Programmer à deux ans d’intervalle la même œuvre ou presque… l’Opéra de Paris risquait la désaffection. Son patron, Stéphane Lissner, peut respirer. La salle est pratiquement comble. Il faut dire que, porté par des interprètes hors catégories, un orchestre au meilleur de sa forme et des chœurs remarquables, ce spectacle ce Don Carlo italien comble, les oreilles des mélomanes. Au diable le décor et la mise en scène ! Pour atteindre le nirvana, il suffit de fermer les yeux et de se laisser porter.
Une phrase
« J’entends vous dire qu’il m’est strictement impossible de passer sous les fourches caudines de vos théâtres. J’ai conscience qu’un vrai succès n’est possible pour moi qu’en écrivant comme je le sens, affranchi de quelque influence que ce soit, sans avoir à me dire que j’écris pour Paris plutôt que pour le monde de la Lune. Il faut en outre que les chanteurs ne chantent pas comme ils veulent, mais comme je le veux, moi. Que les foules, malgré leurs grandes capacités, fassent preuve d’une bonne volonté tout aussi grande… Qu’une seule et unique volonté domine l’ensemble : la mienne »
( Lettre de Verdi à Camille du Locle, librettiste).
L'auteur
Né le 10 octobre 1810 à le Roncole (province de Parme) dans un milieu simple mais relativement aisé, Giuseppe Verdi est un musicien précoce. Il a tout juste onze ans lorsqu’on le nomme organiste de l’église de Busetto. Grâce à un négociant en spiritueux qui devient son mécène et dont il épousera plus tard la fille en première noce, il part approfondir ses études musicales à Milan.
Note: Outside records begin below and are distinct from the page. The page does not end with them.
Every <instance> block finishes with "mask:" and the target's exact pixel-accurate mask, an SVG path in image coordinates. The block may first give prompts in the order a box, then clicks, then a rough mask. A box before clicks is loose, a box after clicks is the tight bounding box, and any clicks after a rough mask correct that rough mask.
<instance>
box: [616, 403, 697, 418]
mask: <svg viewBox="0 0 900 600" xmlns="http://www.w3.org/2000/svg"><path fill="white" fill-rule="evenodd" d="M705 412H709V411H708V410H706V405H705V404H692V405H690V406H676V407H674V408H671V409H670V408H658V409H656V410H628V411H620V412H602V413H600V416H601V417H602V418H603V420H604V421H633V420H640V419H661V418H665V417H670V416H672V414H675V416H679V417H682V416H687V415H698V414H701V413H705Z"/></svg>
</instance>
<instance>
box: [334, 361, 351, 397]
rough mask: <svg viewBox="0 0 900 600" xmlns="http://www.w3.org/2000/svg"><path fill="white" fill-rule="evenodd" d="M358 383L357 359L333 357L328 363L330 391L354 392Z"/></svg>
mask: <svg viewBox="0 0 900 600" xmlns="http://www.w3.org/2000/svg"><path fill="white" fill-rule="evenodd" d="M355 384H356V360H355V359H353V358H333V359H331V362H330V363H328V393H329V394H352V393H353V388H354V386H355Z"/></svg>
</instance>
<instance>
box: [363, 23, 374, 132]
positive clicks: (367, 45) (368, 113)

Il n’a pas vingt ans quand la Scala lui commande son premier opéra. Oberto lui vaut un succès qui l’encourage à persévérer dans le lyrique, pour lequel, d’ailleurs, il n’arrêtera plus de composer, exception faite de la période qu’il lui fallut pour surmonter l’épreuve de la disparition de sa femme et de leurs deux enfants. En 1842, son Nabucco, d’une véhémence vocale sans précédent connaît un triomphe. On en donnera 65 représentations, un record absolu dans l’histoire de la Scala.
Après Attila et Macbeth, il se retrouve sans rival. En 1851, Rigoletto qui sera le premier volet de ce qu’on appellera plus tard sa trilogie populaire (avec le Trouvère et la Traviata) assiéra encore sa notoriété qui deviendra planétaire. Suivront, entre autres, Un Bal Masqué (1859), Don Carlos (créé à Paris en 1867 ), Aida (1871) et Falstaff (1893)…
Verdi, qui avait été élu député en 1861 mourra à Milan le 27 janvier 1901, en léguant ses biens à la maison de retraite pour vieux musiciens qu’il avait fondé dans cette ville.